As just a follow up on the Carriage Return, then Line Feed research pot.
On NotePad it detect when a end-of-line (starts at coloumn 0, and one line down) when it finds the patter CR+LF. This is the general format used by CP/M, MS-DOS, and Win32, Source
Unix detects a end-of-line when it finds a LF.
Apple detects a end-of-line when it finds a CR.
From a Uni-Code perspective there is a control character called NEXT LINE (NEL) just to make the situation even more complex.
With C programming language, why does it write out carriage return + line feed when you give it a new line character for example
printf("hello World\n")
The C specification specify that the stdio library routines are supposed to convert the newline character to whatever it takes to actually go to the beginning of the next line for that platform e.g., carriage return + line feed for Win32.
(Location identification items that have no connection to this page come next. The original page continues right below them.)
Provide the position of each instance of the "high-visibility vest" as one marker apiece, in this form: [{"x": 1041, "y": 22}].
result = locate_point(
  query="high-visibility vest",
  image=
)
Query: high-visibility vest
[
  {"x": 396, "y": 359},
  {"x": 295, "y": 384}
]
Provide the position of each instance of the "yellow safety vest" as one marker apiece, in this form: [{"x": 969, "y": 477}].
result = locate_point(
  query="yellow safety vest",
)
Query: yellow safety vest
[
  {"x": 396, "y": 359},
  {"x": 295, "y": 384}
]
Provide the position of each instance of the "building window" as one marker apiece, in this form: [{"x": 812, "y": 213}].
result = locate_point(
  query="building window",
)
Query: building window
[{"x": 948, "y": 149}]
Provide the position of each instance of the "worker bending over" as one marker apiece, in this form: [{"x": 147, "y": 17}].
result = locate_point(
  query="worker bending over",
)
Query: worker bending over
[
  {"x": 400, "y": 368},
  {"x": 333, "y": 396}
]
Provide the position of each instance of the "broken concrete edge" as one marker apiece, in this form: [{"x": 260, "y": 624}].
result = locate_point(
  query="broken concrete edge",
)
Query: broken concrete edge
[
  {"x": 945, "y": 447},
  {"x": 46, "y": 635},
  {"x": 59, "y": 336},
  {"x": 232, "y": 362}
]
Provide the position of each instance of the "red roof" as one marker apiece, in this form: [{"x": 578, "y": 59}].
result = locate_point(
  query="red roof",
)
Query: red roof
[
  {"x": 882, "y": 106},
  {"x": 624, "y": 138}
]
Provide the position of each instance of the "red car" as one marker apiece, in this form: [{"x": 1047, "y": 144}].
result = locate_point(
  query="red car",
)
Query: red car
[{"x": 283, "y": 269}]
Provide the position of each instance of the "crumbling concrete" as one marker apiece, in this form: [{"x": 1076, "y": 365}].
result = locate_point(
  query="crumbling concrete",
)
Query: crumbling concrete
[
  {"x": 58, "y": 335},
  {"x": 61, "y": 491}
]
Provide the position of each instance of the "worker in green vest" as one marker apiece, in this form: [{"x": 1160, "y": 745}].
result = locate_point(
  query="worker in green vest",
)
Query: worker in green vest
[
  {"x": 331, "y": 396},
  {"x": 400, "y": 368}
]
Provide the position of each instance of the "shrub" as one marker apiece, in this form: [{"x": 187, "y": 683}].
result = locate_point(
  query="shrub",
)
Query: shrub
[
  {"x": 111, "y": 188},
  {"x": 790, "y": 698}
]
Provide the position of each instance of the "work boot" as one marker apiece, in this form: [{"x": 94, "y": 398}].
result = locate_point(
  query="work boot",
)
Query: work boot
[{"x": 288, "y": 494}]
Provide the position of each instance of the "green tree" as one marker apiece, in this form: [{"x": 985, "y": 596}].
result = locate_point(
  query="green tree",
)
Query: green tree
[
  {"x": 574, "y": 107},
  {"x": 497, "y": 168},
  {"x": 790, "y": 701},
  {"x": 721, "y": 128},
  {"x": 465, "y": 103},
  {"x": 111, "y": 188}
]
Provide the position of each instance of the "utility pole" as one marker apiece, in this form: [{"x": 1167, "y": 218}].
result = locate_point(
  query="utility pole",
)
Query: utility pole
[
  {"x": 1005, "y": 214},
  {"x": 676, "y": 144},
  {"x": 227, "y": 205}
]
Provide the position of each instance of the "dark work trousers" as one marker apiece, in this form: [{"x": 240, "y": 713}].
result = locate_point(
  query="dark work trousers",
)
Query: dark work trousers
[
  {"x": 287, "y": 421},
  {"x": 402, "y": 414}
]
So when you write the new line character in either C/C++ and on either Windows or Linux the studio library will determine the output format that will need to be outputted for that end of line for that platform.
This is evident with creating a binary file or a text file in a C program. If you specify that you're writing a Binary file the studio library will leave the output format unchanged for that platform. So when writing the data to file and it comes across the newline character it will not insert the platform dependent characters for a new line.
Though coming to the conclusion after all this.
Even if you do follow the Win32 rules for Carriage Return + Line Feed to for example writing the following into a file as pure binary file.
MyText \n MyText \n MyText
And you assume it will render like this in your text editor.
MyText
MyText
MyText
Most editors instead will render it like this.
MyText
MyText
MyText
The confusion is mostly because of the C standard that use \n new line character for two different meanings. First, as a new line indicator for the STIO library to convert to the operating system new line format (CR+LF on win32, LF on Linux, and CR for Apple). Secondly as the just hex value line feed.
Well after 10 revisions and trying out different approaches on Win3.1,95,98,XP I have come to the conclusion I couldn't find an application that used CR and LF independently and can use a combination of them in the same document. Most text editors will show a square when it hits a single CR or LF. Most smarter text editors will change the file format depending if they find a CR+LF/LF/CR for the appropriate platform.
Most if not all editors are only concerned about rendering a new line to the user and will switch between the different file formats. So if your writer a lexer and string tokenizer any time soon and worried about when to detect a new line. Its best for the lower levels to detect the file format (CR+LF Win32, LF Linux, CR Apple) to increment the line number. Or use the ReadLine functionality that will take this into account.
It is puzzling to say the least, that why Carriage Return + Line Feed was adopted by IBM and Win32 as the standard for instructing the text editor to render a new line. When in fact its redundancy. I could not find a single application that rendered or used Carriage Return + Line Feed independently for the actual name it suggests it does.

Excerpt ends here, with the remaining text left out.